На другой день Ольга Николаевна с детьми отправилась в цирк посмотреть каких-то необыкновенных дрессированных обезьян. Мечников сидел один в гостиной и задумчиво смотрел на кучу морских звезд. И вдруг — это было подобно вспышке молнии — в один момент, в одну ничтожнейшую часть секунды Мечников изменил весь ход своей жизни.
«Эти блуждающие клетки в личинке морской звезды пожирают зернышки кармина, они должны так же пожирать микробов! Несомненно, что именно они, эти блуждающие клетки, защищают морскую звезду от микробов. Наши блуждающие клетки, наши белые кровяные шарики точно так же, вероятно, защищают нас от микробов. Они-то и являются, очевидно, причиной иммунитета, сопротивляемости микробам, и благодаря им, вероятно, человечество до сих пор еще не уничтожено злокачественными бациллами».
Без всякой последовательности, без всяких изысканий и опытов Мечников сразу перескочил от пищеварения морской звезды, к человеческим болезням.
«Я внезапно превратился в патолога, — пишет он в своем дневнике (и это действительно было так же странно, как если бы флейтист неожиданно объявил себя астрофизиком!), — и это событие меня так взволновало, что я стал быстро ходить взад и вперед по комнате, а затем почувствовал даже потребность пойти на берег моря, чтобы собраться с мыслями».
Я думаю, что Кох с его невероятной педантичностью вряд ли доверил бы в ту пору Мечникову стереть пыль со своего микроскопа, но полное невежество относительно микробов, казалось, ничуть не смущало этого безумца.
«Я сказал себе, что если моя теория правильна, то заноза, введенная в тело личинки морской звезды, должна быть тотчас же окружена блуждающими клетками».
Он вспомнил о том, что если вогнать в палец занозу и сразу ее не вытащить, то вскоре она окружается со всех сторон гноем, который и состоит главным образом из блуждающих белых кровяных шариков.

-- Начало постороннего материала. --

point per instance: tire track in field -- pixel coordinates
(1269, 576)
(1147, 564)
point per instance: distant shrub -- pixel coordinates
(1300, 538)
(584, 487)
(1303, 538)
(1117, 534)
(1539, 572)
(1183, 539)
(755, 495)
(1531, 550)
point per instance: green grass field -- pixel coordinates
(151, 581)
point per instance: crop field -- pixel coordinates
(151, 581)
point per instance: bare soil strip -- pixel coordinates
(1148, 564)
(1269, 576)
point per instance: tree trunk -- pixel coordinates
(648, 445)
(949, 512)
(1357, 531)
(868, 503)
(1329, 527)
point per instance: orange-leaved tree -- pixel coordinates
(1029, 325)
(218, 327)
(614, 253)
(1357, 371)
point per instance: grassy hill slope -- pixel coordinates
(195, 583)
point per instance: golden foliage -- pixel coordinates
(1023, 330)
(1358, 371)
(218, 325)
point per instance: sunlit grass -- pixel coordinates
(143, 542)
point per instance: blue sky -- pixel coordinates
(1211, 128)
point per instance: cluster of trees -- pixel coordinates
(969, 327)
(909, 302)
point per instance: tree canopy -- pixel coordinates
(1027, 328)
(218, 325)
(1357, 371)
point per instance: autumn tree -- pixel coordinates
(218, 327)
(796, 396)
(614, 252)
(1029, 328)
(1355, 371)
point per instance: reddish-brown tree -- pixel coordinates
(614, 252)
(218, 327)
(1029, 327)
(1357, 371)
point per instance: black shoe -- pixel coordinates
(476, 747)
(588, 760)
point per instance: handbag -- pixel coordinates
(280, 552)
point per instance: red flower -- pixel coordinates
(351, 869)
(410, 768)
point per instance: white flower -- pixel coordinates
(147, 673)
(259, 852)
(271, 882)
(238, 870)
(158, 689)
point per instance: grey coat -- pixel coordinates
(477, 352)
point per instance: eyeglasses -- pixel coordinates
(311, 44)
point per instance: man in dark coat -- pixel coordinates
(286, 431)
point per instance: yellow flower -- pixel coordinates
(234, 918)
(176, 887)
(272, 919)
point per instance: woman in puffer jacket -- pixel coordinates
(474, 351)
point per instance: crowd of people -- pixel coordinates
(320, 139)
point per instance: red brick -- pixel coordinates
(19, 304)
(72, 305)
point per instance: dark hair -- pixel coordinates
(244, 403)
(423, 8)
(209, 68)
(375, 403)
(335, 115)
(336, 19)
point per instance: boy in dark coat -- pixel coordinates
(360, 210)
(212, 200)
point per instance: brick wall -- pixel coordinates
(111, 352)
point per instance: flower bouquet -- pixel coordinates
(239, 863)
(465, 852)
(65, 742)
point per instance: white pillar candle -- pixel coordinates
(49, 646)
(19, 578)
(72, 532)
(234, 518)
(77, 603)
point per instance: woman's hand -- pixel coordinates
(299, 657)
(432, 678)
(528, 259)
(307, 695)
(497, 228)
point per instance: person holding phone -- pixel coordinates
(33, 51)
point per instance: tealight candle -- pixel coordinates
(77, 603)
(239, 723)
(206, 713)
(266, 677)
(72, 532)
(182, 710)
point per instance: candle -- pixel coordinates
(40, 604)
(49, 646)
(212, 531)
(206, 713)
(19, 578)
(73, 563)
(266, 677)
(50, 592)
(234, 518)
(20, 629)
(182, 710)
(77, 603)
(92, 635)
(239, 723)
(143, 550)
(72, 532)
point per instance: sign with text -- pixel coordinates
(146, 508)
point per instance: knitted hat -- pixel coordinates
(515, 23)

Он побежал в сад, находившийся позади дома, и сорвал несколько шипов с розового куста, который он недавно украсил, как елку, для братьев и сестер Ольги; он вернулся в свою игрушечную лабораторию и вонзил эти шипы в тело одной из кристально-прозрачных морских звезд.
На другое утро он проснулся чуть свет, полный самых восторженных надежд, и увидел, что его догадка оказалась правильной; вокруг розовых шипов в теле морской звезды копошились и ползали миллионы блуждающих клеток. Больше ему ничего и не нужно было, чтобы раз навсегда вбить себе в голову навязчивую идею о том, что он вполне объяснил причину сопротивляемости организма всем болезням.